Landesverbandstag der Philatelisten in Sachsen-Anhalt e.V. anlässlich des 800. Jahrestages der Stadt Blankenburg

Impressionen vom Landesverbandstag.

23. Landesverbandstag des LV LSA




Dietrich Ecklebe (AIJP)

Am 21.04.2012 findet der Landesverband der Philatelisten in Sachsen-Anhalt e.V. im Sitzungssaal des historischen Rathauses von Blankenburg statt. Im Erdgeschoss wird eine Briefmarkenschau mit Exponaten, die sich mit Blankenburg und Umgebung beschäftigen zu sehen sein. Eine Sonderpostfiliale wird die Ausgaben der Deutschen Post AG anbieten und einen Sonderstempel, der auf den LV-Tag und den 800. Jahrestag der Stadtgründung Blankenburgs aufmerksam macht. Der dazu Sonderstempel weist zeigt das historische Rathaus, das auch auf dem Zudruck des Schmuckumschlages zu sehen sein wird.

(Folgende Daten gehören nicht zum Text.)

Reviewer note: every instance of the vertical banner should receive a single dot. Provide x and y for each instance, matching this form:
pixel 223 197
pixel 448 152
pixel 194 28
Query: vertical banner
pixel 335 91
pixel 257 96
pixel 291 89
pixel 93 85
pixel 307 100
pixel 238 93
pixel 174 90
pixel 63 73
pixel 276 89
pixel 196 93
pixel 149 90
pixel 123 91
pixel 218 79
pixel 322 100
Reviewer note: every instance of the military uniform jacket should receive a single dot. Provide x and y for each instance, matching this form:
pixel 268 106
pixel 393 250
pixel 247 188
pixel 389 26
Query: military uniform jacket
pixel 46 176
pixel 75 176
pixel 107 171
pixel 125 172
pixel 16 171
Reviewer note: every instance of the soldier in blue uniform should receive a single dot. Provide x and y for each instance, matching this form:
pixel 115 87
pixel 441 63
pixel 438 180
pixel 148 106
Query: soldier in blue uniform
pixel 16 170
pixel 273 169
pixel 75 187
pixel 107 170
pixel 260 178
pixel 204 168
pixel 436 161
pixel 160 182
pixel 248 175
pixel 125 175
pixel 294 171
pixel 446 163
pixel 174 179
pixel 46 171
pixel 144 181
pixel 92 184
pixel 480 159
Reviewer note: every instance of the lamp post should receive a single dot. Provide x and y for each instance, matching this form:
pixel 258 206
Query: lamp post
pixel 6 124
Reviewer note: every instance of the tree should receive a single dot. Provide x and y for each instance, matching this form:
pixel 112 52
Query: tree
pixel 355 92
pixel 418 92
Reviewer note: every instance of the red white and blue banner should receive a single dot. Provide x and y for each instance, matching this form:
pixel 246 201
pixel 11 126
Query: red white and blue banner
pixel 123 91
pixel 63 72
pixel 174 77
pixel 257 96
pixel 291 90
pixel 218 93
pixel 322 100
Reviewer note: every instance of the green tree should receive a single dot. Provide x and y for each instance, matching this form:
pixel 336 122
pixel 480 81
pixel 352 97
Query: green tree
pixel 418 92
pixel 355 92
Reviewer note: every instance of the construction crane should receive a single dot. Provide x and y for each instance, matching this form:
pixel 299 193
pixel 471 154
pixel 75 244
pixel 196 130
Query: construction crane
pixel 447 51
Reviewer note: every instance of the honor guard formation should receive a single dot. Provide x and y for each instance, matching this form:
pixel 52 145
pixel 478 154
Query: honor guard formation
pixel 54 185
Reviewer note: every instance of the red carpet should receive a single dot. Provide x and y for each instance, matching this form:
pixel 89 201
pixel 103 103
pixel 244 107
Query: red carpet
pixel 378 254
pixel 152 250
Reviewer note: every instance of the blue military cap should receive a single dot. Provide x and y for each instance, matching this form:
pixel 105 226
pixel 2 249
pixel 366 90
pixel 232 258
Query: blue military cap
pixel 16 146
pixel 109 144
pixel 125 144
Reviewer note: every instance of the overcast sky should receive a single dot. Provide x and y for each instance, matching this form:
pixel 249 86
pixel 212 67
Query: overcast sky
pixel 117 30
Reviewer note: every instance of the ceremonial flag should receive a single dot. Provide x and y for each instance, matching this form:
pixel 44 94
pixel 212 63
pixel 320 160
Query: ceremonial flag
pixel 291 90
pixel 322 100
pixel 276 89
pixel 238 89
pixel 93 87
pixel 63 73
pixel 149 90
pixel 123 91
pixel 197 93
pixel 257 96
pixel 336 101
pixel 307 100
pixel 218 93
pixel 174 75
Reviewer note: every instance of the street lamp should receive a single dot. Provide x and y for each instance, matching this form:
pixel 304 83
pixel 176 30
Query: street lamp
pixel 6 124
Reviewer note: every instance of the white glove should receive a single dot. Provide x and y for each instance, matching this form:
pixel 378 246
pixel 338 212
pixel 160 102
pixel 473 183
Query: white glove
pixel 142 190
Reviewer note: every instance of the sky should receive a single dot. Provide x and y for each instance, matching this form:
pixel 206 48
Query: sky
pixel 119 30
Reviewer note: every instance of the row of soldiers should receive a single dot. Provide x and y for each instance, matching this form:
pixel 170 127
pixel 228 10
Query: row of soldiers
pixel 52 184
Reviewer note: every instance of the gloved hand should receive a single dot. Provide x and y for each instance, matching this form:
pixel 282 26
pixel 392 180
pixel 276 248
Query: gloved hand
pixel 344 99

Schaut man sich die Jubiläumsdaten Blankenburgs an, wird man feststellen, dass die Jahreszahlen auf ein ständig änderndes Gründungsdatum der Stadt hinweisen. 1937 fand die 700-Jahr-, 1983 die 750-Jahr- und 2012 die 800-Jahrfeier statt. Bisher ging man von dem Gründungsdatum 1223 aus. Da aber im Weltwirtschaftsjahr 1933 das Geld fehlte, verlegte man die Feier auf 1937.

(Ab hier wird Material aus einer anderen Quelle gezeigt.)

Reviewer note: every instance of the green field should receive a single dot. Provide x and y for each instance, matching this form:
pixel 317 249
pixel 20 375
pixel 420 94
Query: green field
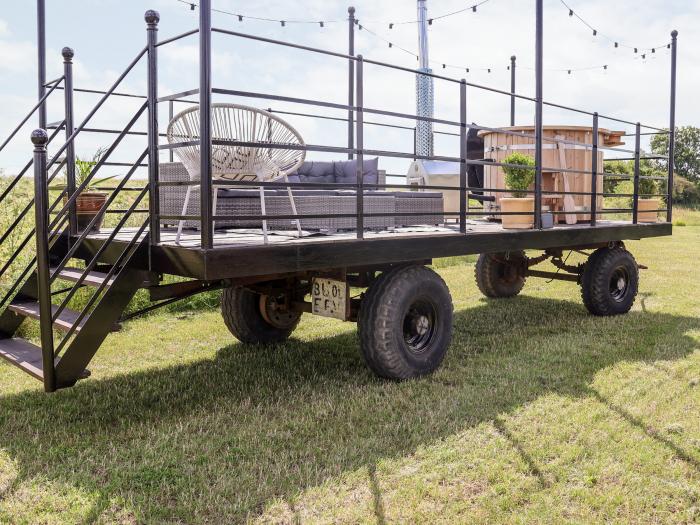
pixel 540 414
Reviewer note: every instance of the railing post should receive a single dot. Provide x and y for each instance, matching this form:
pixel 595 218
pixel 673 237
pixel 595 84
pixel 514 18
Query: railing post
pixel 637 166
pixel 539 74
pixel 152 18
pixel 171 116
pixel 463 156
pixel 41 48
pixel 68 55
pixel 351 81
pixel 360 146
pixel 512 90
pixel 594 172
pixel 672 127
pixel 206 212
pixel 41 213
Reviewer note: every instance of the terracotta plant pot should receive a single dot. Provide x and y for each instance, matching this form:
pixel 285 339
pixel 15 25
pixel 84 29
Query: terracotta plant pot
pixel 647 210
pixel 87 205
pixel 518 222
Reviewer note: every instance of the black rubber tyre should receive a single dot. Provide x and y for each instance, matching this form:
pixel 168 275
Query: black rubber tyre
pixel 499 280
pixel 610 282
pixel 405 323
pixel 252 319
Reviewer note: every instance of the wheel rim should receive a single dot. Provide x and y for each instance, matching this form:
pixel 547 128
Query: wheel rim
pixel 419 326
pixel 619 284
pixel 507 271
pixel 274 315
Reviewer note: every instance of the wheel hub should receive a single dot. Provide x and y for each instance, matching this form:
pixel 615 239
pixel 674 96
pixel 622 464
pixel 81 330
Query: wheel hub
pixel 275 315
pixel 619 284
pixel 419 326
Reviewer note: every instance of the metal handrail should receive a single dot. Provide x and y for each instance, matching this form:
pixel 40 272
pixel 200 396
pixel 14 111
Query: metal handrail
pixel 99 104
pixel 72 250
pixel 39 104
pixel 6 191
pixel 423 73
pixel 102 286
pixel 28 207
pixel 100 163
pixel 55 236
pixel 95 259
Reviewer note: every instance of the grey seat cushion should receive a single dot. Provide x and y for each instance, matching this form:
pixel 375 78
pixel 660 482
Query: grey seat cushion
pixel 417 195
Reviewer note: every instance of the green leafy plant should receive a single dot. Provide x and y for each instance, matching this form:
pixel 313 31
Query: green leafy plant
pixel 519 180
pixel 83 169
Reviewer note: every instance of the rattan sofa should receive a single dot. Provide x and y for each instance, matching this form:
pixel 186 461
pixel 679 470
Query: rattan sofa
pixel 309 202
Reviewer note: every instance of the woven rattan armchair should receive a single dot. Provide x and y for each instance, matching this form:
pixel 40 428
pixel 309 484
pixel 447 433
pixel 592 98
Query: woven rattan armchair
pixel 268 162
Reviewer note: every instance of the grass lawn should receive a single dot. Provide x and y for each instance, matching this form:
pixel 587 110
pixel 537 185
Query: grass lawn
pixel 541 413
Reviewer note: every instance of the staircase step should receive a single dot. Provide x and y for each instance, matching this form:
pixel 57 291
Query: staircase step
pixel 24 355
pixel 94 279
pixel 64 322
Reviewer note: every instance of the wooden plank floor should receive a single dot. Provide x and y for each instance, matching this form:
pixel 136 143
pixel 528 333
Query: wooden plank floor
pixel 254 237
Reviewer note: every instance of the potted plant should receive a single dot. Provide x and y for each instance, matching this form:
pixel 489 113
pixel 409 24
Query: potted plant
pixel 648 206
pixel 90 201
pixel 518 180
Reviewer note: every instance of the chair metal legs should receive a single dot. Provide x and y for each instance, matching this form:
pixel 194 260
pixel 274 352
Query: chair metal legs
pixel 294 206
pixel 181 222
pixel 264 212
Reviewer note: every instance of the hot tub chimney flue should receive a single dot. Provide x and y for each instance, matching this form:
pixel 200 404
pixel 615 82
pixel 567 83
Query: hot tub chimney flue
pixel 424 86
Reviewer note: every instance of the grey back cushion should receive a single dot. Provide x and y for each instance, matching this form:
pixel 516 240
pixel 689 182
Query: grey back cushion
pixel 340 172
pixel 319 172
pixel 346 171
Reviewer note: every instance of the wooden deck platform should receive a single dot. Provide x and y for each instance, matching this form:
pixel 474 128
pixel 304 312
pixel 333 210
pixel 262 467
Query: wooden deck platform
pixel 242 253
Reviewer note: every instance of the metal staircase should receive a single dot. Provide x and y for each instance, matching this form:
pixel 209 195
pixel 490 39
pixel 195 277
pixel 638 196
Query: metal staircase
pixel 64 263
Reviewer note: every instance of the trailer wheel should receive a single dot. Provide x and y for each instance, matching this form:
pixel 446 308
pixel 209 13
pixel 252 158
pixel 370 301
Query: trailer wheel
pixel 255 319
pixel 405 323
pixel 499 276
pixel 610 282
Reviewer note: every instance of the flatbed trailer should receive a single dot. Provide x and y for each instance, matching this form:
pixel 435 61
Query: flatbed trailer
pixel 270 279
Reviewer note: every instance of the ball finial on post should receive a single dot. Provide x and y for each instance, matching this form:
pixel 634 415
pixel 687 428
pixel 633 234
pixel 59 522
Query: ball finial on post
pixel 68 54
pixel 40 138
pixel 152 17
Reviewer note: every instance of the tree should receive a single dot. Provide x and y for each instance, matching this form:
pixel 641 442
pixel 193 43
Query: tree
pixel 687 151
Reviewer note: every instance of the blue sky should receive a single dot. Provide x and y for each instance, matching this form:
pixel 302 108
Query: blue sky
pixel 106 34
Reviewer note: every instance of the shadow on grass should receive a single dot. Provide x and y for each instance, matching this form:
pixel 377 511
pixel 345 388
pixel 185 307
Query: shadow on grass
pixel 262 423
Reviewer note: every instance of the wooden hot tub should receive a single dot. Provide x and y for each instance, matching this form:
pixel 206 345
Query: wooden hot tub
pixel 498 145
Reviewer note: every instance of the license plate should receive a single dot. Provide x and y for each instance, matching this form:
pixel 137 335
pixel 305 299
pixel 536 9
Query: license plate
pixel 329 298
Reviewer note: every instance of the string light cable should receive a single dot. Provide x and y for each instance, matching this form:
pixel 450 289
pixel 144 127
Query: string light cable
pixel 616 42
pixel 361 25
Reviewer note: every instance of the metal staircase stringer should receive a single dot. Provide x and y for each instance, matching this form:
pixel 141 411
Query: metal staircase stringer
pixel 101 321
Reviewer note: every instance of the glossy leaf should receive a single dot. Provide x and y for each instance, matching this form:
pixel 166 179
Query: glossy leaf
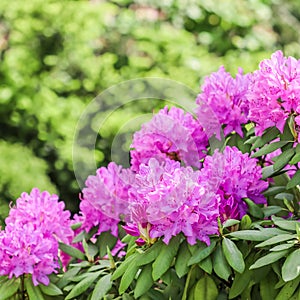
pixel 102 287
pixel 220 264
pixel 266 149
pixel 72 251
pixel 8 288
pixel 183 256
pixel 283 159
pixel 276 239
pixel 51 289
pixel 206 265
pixel 294 181
pixel 144 281
pixel 202 253
pixel 150 254
pixel 123 266
pixel 206 289
pixel 128 276
pixel 83 285
pixel 233 255
pixel 269 258
pixel 165 257
pixel 34 292
pixel 291 266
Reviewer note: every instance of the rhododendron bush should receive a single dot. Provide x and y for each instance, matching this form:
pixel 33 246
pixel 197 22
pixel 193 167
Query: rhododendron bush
pixel 186 220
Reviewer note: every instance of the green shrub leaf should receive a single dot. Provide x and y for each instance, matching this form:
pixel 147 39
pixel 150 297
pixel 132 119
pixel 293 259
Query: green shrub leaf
pixel 233 255
pixel 144 281
pixel 202 253
pixel 102 287
pixel 268 259
pixel 291 266
pixel 220 265
pixel 165 257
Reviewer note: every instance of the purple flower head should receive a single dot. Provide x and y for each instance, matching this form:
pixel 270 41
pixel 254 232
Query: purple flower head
pixel 105 198
pixel 170 134
pixel 26 250
pixel 274 92
pixel 29 243
pixel 42 210
pixel 223 103
pixel 168 199
pixel 241 178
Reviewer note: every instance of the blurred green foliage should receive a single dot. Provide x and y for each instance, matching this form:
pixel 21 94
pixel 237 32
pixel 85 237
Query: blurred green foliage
pixel 56 56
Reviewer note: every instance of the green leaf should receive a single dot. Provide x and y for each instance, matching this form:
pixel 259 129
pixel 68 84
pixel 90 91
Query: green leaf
pixel 276 239
pixel 102 287
pixel 105 239
pixel 274 190
pixel 183 256
pixel 150 254
pixel 269 135
pixel 271 210
pixel 73 252
pixel 83 285
pixel 267 287
pixel 283 196
pixel 294 181
pixel 230 222
pixel 288 289
pixel 295 159
pixel 202 253
pixel 206 289
pixel 124 265
pixel 233 255
pixel 51 289
pixel 285 224
pixel 270 148
pixel 220 265
pixel 34 292
pixel 291 266
pixel 254 209
pixel 268 259
pixel 206 265
pixel 282 247
pixel 251 235
pixel 67 277
pixel 240 282
pixel 144 281
pixel 128 276
pixel 165 257
pixel 9 287
pixel 283 159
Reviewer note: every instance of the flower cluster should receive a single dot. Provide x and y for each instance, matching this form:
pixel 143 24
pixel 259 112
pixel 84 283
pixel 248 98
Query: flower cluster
pixel 241 179
pixel 29 243
pixel 273 94
pixel 104 200
pixel 171 133
pixel 167 199
pixel 223 102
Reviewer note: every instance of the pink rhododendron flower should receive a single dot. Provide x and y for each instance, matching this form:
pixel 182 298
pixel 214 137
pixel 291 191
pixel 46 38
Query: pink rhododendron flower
pixel 274 92
pixel 241 179
pixel 26 250
pixel 223 103
pixel 29 243
pixel 43 211
pixel 170 134
pixel 167 199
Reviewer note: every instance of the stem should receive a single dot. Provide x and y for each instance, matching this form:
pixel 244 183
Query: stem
pixel 187 283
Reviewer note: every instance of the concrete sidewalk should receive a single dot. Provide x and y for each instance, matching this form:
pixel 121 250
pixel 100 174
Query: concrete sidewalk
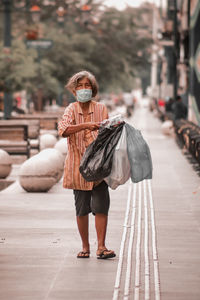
pixel 39 239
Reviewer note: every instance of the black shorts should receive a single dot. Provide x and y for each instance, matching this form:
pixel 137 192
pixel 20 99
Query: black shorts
pixel 96 201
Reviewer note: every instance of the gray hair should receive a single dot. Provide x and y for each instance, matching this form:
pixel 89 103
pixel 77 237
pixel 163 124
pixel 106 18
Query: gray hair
pixel 73 81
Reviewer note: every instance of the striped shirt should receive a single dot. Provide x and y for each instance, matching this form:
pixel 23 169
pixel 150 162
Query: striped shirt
pixel 79 141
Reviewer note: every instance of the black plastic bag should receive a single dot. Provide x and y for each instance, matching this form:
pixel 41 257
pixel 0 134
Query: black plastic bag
pixel 96 163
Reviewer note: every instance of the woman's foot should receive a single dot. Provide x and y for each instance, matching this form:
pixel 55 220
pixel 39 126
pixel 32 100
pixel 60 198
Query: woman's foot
pixel 105 253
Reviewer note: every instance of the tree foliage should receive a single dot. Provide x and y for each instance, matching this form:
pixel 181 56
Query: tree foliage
pixel 104 41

Erst nach der Grenzöffnung hatten die Historiker Zugang zu den Archiven in Wolfenbüttel, die für die Geschichte Blankenburgs wichtig sind, denn die Stadt gehörte zum Herzogtum Braunschweig. Dort fand man eine Urkunde des Bischofs Friedrich von Halberstadt aus dem Jahr 1212, in der Blankenburg genannt wird. In einer anderen Urkunde des Grafen Siegfried II. aus dem gleichen Jahr wird Blankenburg als „oppidum“ bezeichnet. Auch ein Aufenthalt Kaiser Lothars III. für die Jahre 1122 oder 1123 sind bezeugt. Die Burgen Blankenburg, die für die Stadt namensgebend war, Regenstein und Heimburg werden 1202 erwähnt, aber nicht die Stadt. Daher muss man von einer Gründung nach 1202 ausgehen. Bei Ausgrabungen hat man Münzen von 1334 gefunden. Die Stadt hatte zu diesem Zeitpunkt bereits das Goslarer Stadtrecht und somit Markt-, Zoll- und Münzrecht. Ein Stadtrat wird 1389 erstmals genannt, das Rathaus erst 1442.

Alle Daten, die an dem historischen Rathaus zu lesen sind, führen leider in die Irre und beziehen sich auf Erweiterungs- oder Umbauten. Das Rathaus ist das bedeutendste Bauwerk des Mittelalters in Blankenburg. Auf dem Treppenturm im Renaissancestil findet man das prunkvolle Wappen des Fürsten Ludwig Rudolfs, dessen älteste Tochter Elisabeth Christine deutsche Kaiserin wurde und die Mutter der bekannten Kaiserin Maria Theresia war. Ihre Schwester heiratete den Sohn Peter I. von Russland. Das kleine Fürstentum konnte so in die bedeutendsten Adelsfamilien Europas einheiraten. Die letzte Königin Griechenlands wurde in Blankenburg geboren und ihre Tochter ist heute Königin von Spanien.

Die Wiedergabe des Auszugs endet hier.